Yeah, Dickens is almost infamous for his by-the-word payments -- but another important reason why many of novels of the 18th and 19th centuries are so long is because they were meant to fill time. They were read by people who didn't have radio, TV or the Internet and had no fast travel. They had a lot of spare time to fill, especially on days-long (or months-long, sometimes) journeys, and novels were meant to help bridge the gap between now and then.
This is also why many of the novels of that period are explicitly political, or filled with seemingly out-of-place essays -- novels were as much a mode of base communication as they were about story-telling. Austen and Bronte were both popular as part of early, pre-feminist women's movements; Hugo's clearly a French Republican, and many of his essays celebrate and elevate democracy and the working class. The personal experiences he litters "Les Mis" with, for example, are often history lessons in the evils of totalitarian governments (not that he had that word to describe them).

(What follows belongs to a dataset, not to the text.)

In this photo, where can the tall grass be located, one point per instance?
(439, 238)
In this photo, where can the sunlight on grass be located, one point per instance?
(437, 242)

I'm also of the mind that, as the novel progressed and authors sought to outdo their predecessors, they began whittling away at bits extraneous to the core message. I think that's generally an improvement -- it's better to say something important in a few words than a dozen interesting things in a 1,000. The "first" novel, "Don Quixote," is eminently readable, but it's massive -- there simply wasn't a concept of "this is too much." It was a new art form, the long-form written story, and the value of limiting one's self wasn't yet apparent.